Pytorch graphs for inference

Bradleygh · September 26, 2017, 9:20am

Hi,

I’ve been using Pytorch to create a Hamiltonian Monte Carlo (HMC) inference algorithm for directed graphical models. However, some of these graphical models can be quite large and all that is changing within the graph is the value of the latent variables, which have the flag requires_grad = True. As with each iteration we generate new proposals with the HMC algorithm which are then reassigned to the values of the latent variables, if they are accepted at the proposal step.
I’m currently using the torch.autograd.grad() function whenever I compute the gradients, as with backward, because it propagates all the way through the graph it can add additional things to the gradients of the variables. By the way, a digamma and beta function implementation in PyTorch would be super awesome for the inference community and the ability to do Choelsky decomposition with variable objects would also be awesome, as torch.potrf() only allows tensors.
The graphical model is contained within another module and it has to recreate the graph each time, despite the structure not changing and only the data of the latent variables variable object.
I love the dynamic graph structure of PyTorch, hence why I am not using TF, but is there a way to do this kind of computation more efficiently.
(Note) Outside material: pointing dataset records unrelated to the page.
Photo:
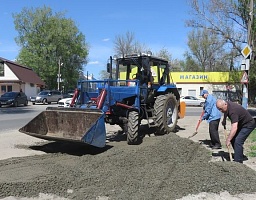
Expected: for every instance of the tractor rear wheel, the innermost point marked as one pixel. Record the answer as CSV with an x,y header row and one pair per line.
x,y
133,128
166,113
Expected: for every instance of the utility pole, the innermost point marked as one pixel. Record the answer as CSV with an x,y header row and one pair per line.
x,y
59,75
247,65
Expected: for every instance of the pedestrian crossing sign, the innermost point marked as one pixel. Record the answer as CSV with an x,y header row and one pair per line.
x,y
244,78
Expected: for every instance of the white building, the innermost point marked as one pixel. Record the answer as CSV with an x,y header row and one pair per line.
x,y
15,77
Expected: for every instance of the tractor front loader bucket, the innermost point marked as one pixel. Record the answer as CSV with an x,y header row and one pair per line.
x,y
69,124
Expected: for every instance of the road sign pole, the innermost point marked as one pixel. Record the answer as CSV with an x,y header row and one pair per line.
x,y
245,96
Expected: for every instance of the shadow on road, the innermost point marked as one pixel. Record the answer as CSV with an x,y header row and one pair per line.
x,y
71,148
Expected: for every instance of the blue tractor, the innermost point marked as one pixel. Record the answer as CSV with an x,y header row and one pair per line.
x,y
132,93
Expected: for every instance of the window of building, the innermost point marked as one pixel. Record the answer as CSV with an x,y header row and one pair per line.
x,y
1,68
6,88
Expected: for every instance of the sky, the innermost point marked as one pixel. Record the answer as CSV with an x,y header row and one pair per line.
x,y
156,23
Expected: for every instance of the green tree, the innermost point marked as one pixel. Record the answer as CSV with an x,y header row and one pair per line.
x,y
207,51
48,41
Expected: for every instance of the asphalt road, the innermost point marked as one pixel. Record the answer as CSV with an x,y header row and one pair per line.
x,y
13,118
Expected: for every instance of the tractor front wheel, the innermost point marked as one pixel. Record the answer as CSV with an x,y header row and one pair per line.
x,y
166,113
133,128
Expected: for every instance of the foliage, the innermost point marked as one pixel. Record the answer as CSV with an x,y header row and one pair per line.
x,y
126,44
49,41
206,50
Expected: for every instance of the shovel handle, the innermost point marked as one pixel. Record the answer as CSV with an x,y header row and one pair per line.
x,y
226,135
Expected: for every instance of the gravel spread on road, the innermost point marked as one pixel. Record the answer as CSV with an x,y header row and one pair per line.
x,y
164,167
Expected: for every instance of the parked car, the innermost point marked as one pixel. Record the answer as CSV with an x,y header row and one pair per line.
x,y
47,96
13,99
192,101
64,102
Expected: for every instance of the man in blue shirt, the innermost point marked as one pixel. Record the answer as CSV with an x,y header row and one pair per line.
x,y
212,115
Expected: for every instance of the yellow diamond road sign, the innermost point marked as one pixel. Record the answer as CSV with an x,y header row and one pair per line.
x,y
246,51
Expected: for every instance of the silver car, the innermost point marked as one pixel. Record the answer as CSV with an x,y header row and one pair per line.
x,y
47,96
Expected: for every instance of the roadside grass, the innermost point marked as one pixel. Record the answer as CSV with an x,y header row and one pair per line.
x,y
251,144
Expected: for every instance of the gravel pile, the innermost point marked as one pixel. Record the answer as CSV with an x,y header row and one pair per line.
x,y
165,167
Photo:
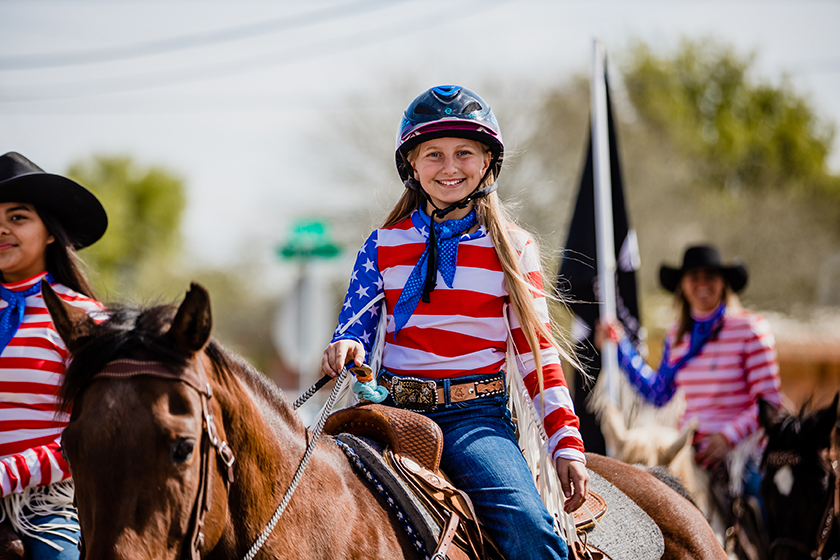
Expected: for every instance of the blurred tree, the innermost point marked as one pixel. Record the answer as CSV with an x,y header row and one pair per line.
x,y
144,206
745,133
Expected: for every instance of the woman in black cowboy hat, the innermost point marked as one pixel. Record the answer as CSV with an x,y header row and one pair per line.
x,y
44,219
720,355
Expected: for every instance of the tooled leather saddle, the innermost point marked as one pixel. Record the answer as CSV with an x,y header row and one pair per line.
x,y
399,451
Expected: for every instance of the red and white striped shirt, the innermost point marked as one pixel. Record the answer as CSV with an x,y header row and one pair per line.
x,y
722,383
462,330
31,371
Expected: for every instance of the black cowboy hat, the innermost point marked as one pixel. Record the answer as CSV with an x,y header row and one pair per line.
x,y
78,210
703,256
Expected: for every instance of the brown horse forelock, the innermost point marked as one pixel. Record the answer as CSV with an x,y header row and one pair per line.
x,y
268,441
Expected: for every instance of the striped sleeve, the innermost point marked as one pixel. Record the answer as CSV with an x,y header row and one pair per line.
x,y
761,371
560,422
365,284
37,466
31,370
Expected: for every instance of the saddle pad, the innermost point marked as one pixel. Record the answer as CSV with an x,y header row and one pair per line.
x,y
370,454
628,532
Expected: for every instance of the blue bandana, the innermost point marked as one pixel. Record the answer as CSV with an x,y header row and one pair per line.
x,y
11,316
701,333
440,255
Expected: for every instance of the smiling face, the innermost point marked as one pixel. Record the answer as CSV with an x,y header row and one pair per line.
x,y
449,170
703,289
23,241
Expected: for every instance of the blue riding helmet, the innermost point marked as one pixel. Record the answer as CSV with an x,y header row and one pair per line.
x,y
448,111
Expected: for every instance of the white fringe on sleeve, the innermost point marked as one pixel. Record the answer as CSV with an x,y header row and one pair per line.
x,y
533,442
54,499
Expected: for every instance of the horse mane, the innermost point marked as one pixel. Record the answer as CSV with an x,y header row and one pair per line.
x,y
131,332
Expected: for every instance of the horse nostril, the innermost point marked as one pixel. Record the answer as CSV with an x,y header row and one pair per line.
x,y
182,449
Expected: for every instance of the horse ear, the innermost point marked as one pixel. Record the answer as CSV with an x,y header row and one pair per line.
x,y
73,324
684,438
768,414
823,422
192,323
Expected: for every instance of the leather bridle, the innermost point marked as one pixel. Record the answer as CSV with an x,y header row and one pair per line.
x,y
196,379
778,459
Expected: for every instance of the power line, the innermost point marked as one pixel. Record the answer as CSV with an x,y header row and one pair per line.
x,y
191,41
301,53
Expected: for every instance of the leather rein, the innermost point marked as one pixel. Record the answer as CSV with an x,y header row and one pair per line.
x,y
826,521
197,380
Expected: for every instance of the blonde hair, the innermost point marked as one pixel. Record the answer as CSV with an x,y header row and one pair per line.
x,y
495,218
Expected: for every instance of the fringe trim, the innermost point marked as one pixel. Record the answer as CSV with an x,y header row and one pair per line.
x,y
56,499
533,442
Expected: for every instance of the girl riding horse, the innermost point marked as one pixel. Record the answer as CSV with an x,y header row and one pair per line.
x,y
44,219
463,287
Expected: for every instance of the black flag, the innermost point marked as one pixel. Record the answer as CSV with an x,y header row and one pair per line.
x,y
579,275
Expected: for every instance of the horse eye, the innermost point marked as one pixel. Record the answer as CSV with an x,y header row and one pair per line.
x,y
182,449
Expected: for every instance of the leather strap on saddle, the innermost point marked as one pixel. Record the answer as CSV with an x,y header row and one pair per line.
x,y
406,433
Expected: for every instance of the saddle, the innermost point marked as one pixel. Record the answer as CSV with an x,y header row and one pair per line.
x,y
401,450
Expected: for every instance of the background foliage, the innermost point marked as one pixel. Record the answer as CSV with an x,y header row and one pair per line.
x,y
711,153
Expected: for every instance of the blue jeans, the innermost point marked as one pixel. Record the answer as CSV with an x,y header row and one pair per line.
x,y
482,457
39,550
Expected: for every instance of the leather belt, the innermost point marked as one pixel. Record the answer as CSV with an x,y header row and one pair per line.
x,y
424,395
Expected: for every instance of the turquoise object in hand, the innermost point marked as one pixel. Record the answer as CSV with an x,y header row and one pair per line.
x,y
369,391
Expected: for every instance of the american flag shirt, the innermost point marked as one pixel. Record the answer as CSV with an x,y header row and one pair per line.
x,y
463,329
723,382
31,372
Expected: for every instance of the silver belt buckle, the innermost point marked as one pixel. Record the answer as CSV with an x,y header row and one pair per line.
x,y
417,395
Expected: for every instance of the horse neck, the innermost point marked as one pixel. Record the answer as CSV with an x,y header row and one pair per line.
x,y
265,435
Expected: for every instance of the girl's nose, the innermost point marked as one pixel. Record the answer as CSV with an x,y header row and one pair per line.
x,y
449,165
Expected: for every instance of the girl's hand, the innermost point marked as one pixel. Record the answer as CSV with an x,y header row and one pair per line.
x,y
611,330
340,353
574,480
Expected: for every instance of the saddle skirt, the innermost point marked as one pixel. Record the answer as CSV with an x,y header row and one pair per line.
x,y
399,452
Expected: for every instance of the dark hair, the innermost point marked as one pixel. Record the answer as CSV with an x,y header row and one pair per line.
x,y
61,258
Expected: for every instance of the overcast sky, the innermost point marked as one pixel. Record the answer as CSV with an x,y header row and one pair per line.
x,y
225,93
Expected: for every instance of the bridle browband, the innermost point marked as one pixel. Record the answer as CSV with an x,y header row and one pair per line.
x,y
790,458
197,380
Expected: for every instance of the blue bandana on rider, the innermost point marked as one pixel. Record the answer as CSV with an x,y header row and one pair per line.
x,y
11,316
443,253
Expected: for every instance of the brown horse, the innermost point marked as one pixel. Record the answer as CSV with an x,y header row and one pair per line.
x,y
146,387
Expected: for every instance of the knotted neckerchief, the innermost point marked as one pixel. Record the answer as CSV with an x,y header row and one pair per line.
x,y
440,255
701,333
11,316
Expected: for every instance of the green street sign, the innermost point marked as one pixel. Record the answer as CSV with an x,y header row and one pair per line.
x,y
310,239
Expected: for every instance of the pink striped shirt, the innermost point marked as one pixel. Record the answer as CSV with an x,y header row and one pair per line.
x,y
723,382
462,330
31,371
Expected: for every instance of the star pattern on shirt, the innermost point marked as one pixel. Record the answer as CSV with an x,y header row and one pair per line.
x,y
366,283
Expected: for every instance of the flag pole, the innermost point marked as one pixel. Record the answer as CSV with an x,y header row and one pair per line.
x,y
604,236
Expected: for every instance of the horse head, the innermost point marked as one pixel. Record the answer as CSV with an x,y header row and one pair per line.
x,y
136,442
798,481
I can provide code, if more details are needed.

Thanks in advance.

smth · September 27, 2017, 5:31am

digamma and beta functions, noted.
ability to do torch.potrf on variables - noted.

Will try to prioritize them for the next release.

I couldn’t quite get what you were talking about on the recreation of the graph, could you please elaborate?

Bradleygh · September 27, 2017, 9:38am

Hi,

Thanks for the response and sorry for the very long response, I hope that the problem will become clearer.
I shall also add that members of the group that I am currently working in with are creating distribution classes in PyTorch and we are more than happy to contribute to developing a scipy.stats style package in PyTorch, as it will not only be useful to us, but I imagine a lot of others too .

So for example, take a simple conjugate Gaussian model:

Where the latent variable is x and the observed value is y.
When the above code is translated into python code, we get something like this:
*note VariableCast is just a function that we wrote that converts scalars, numpy arrays and tensors to Pytorch variables, with requires_grad= False. BaseClass is what all ‘programs’ (a graphical model) inherit, that contains a method called calc_grad(output, input), which basically just calls torch.autograd.grad(output=‘log of the joint of the graphical model’, input = ‘latent parameters’) and returns the gradients of the log joint w.r.t latent parameters:

class conjgauss(BaseProgram):

         def __init__(self):
         super().__init__()

  def generate(self):
     ''' Generates the initial state and returns the samples and logjoint 
         Only called at the start of the HMC Loop '''

     ################## Start FOPPL input ##########
     logp = [] # empty list to store logp's of each latent parameter 
     dim = 1
     params = Variable(torch.FloatTensor(1,dim).zero_())
     mean1 = VariableCast(0.0)
     std1 = VariableCast(2.236)
     normal_object = Normal(mean1, std1)
     x = Variable(normal_object.sample().data, requires_grad = True)
     params = x

     std2    = VariableCast(1.4142)
     y       = VariableCast(7.0)
     p_y_g_x    = Normal(params[0,:], std2)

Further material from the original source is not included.